- Theatrical poster
- Directed by: Riley Thomson
- Produced by: Walt Disney
- Starring: Walt Disney Marcellite Garner
- Music by: Oliver Wallace
- Animation by: Ward Kimball Walt Kelly Kenneth Muse Fred Moore
- Color process: Technicolor
- Production company: Walt Disney Productions
- Distributed by: RKO Radio Pictures
- Release date: February 14, 1941;
- Running time: 8 min (one reel)
- Language: English

= The Little Whirlwind =

1941 Mickey Mouse cartoon

The Little Whirlwind is an animated short subject, part of the Mickey Mouse series, produced by Walt Disney for Walt Disney Productions. The short was released by RKO Radio Pictures on February 14, 1941. The film was directed by Riley Thomson, and animated by Ward Kimball, Fred Moore, Ken Muse, Jim Armstrong, Les Clark, John Elliotte, Fred Jones, Walt Kelly, and Frank Follmer with effects animation by Art Fitzpatrick. It was the 110th short in the Mickey Mouse film series to be released, and the first for that year.

The short involves Mickey Mouse's attempts to help Minnie with her yard work, despite the presence of several (anthropomorphic) twisters as foils.

==Plot==
While walking by Minnie Mouse's house one day, Mickey Mouse is enticed by the aroma of a cake Minnie is baking. Promised a slice if he cleans the yard, Mickey immediately jumps into raking up the fall leaves littering Minnie's lawn.

While working in the yard, a small tornado as tall as Mickey comes along and makes his work more complicated: first the tornado hops into the basket and leaps over Mickey countless times before he pounds the basket in place before putting his hammer back in his overalls, shaking it to check if it is snared. After he throws the leaves in, the tornado pounces on him, knocks him onto the ground, grabs his hat, and taunts him. Angered, Mickey pounces on the tornado, who spins him around and scoots away, leaving Mickey's hat on his head. The tornado then scoops a large pile of leaves, flies to Mickey, stuffs the leaves into his overalls, and flies away. As Mickey unstuffs his overalls, the little tornado dives into a red hose and pops out as smaller tornados that merge into one.

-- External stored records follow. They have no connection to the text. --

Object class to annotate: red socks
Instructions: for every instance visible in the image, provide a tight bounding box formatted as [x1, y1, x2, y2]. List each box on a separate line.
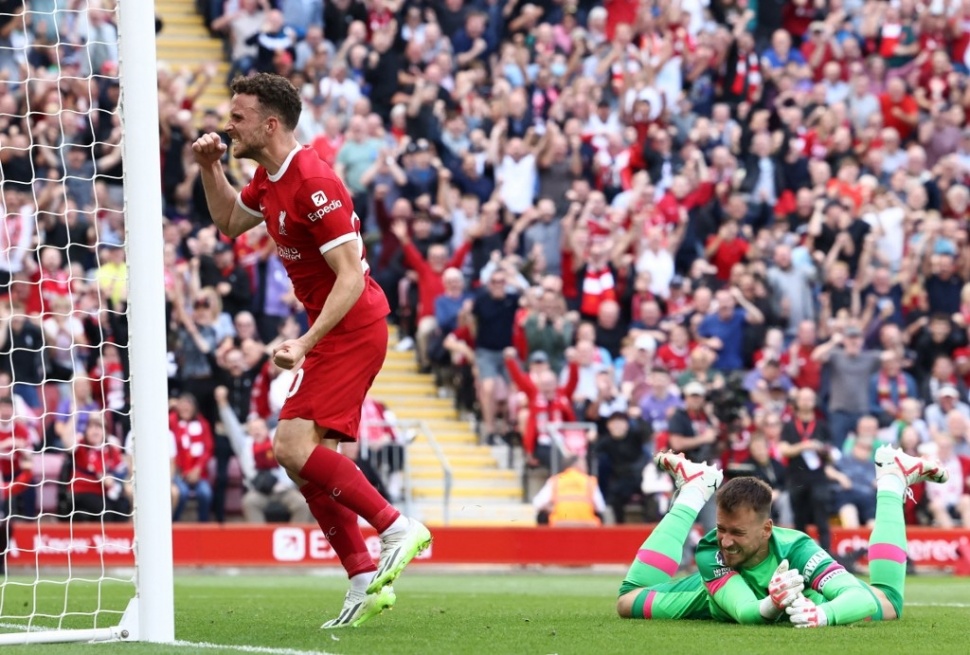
[298, 446, 400, 533]
[301, 483, 375, 579]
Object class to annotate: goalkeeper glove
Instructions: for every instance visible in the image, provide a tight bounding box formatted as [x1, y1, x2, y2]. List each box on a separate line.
[759, 559, 805, 620]
[786, 595, 829, 628]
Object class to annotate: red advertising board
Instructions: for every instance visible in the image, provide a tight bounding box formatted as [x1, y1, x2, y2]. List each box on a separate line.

Both Mickey and the tornado have a tug'o'war on the basket until it shatters on Mickey, who is entangled. Then, the tornado makes an army of leaves and marches about, with the caboose leaf jumping on Mickey's nose which sends his hat on the leaf. Mickey grabs his hat in his mouth, and the leaf taunts him before joining the march, and Mickey untangles himself. As the march moves toward the house, Mickey manages to trap the tornado with a sack, which, after a bit of wrestling, he ties and punts away. The tornado retaliates with just 2 punches, then attempts to get away, with Mickey hot on its heels.

But as he chases the terrified tornado with a rake, Mickey gets pursued by a larger tornado, presumably the parent of a smaller one. Its angry rampage causes chaos and destruction through the farm fields and grasslands until it lifts the lower portion of its gigantic body and slows Mickey's movement. When the twister finally sucks Mickey in, he is sent for a spin until he falls into Minnie's water fountain.

After the two tornadoes leave, Minnie, unaware of the whole incident, finds her garden in a complete mess. Incensed, she throws the cake into Mickey's face and he proceeds to eat the cherry.

==Voice cast==
- Mickey Mouse: Walt Disney
- Minnie Mouse: Marcellite Garner

==Production==
Much of the animation of the big tornado is taken from the 1935 Mickey Mouse cartoon The Band Concert.

The Little Whirlwind was the debut for a newly updated Mickey Mouse design: Mickey was given ears that worked in perspective (in lieu of his traditional, unchanging circles for ears), in addition to a slimmer body, larger head, hands and feet as well as buck teeth (the latter lasting for just two shorts; Canine Caddy was the other). This cosmetic change was relatively short-lived, and only lasted for the duration of World War II. The short also temporarily removed Mickey's tail for the same reason.

==Home media==
The short was released on May 18, 2004 on Walt Disney Treasures: Mickey Mouse in Living Color, Volume Two: 1939-Today.

Additional releases include Walt Disney's Classic Cartoon Favorites Starring Mickey Volume 1, the 2018 Blu-ray/DVD/Digital Celebrating Mickey compilation and the 2023 Blu-ray/DVD/Digital Mickey & Minnie: 10 Classic Shorts - Volume 1 compilation.